The truth is, in more recent times, I’ve begun to long for the past, a heavier than usual statement from an historian. I’ve devoured old episodes of Johnny Carson and ‘In the Heat of the Night,’ adding any materialization of ‘The Dick Cavett Show’ and ‘Burt Reynolds’ Conversations with…’ to the mix, and for all the same reasons. Naturally, and, perhaps, the older I get, I find that I’m quite sentimental. For all the advances in technology that we hail, there remains something to be learned from the past. Call that, again, the historian in me, but I’m glad that I lived during an expanse of time when there were rules and society largely played by them.
Years ago, I saw an interview with actress Isabella Rosselini, the daughter of a Hollywood great, in which she talked about addressing a college class where none of the students knew her mother: the legendary Ingrid Bergman, who gave us such classics as Gaslight, Anastasia, and Casablanca. And while I may not have been around for Hollywood’s heyday, I appreciate that I know Bergman, the uproarious laughs of Burns and Allen and Lucille Ball; the search for Scarlett; that I recognize Esther Williams rising like the Venus de Milo; the face (and mind) of Hedy Lamarr and Anita Ekberg frolicking in Rome; that I’ve been thrilled by the steps of Fred and Ginger and that American in Paris; the thrill of a swashbuckling Errol Flynn, swooping in to save Olivia de Havilland; that I can recognize, on sight, Elizabeth Taylor’s violet eyes, and know that White Christmas appeared in Holiday Inn years before it became a staple with Bing and Rosemary, Vera and Danny Kaye in those iconic velvety red costumes, designed by the incomparable Edith Head – she in her thick round frames. I’m glad that I know both the Rat Pack and the Brat, Grace Kelly, before and after she married Monaco, and I feel fortunate to have talked to people entertained by Sophie Tucker and Betty Grable; to have heard stories from both World Wars, by people who lived them, and to have heard the crooning voices of Sinatra and Vera Lynn and then Michael Buble and Katherine Jenkins; to appreciate the hard work and dedication of Bob Hope and Carole Landis and the USO tours; to recognize the harmony of The Andrews Sisters and their “Bei Mir Bist Du Schön,” when sitting in a modern pizza restaurant (and I, as the anomaly, did).

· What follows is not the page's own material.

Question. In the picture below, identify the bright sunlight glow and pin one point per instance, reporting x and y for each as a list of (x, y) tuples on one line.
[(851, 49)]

The truth is, every generation looks at the previous with some element of disdain. I’m sure, at some point, there was some cause that I did, too. I also know that – thankfully – I was raised fairly eclectically, being introduced to other times and other worlds. I was granted the privilege to walk in them and appreciate them. As with anything, if we approach it, eyes wide open, there are strains of beauty in the past and many lessons to learn. For those of us who feel the world has pushed too far in the wrong direction and want some semblance of the peace of yesteryear back, let us remember the words of another movie heroine: after all, tomorrow is another day. Like any Golden Era picture, there is hope in that, and for all our peddling forward, let us not forget, nor fail to appreciate, who paved the path…yesterday.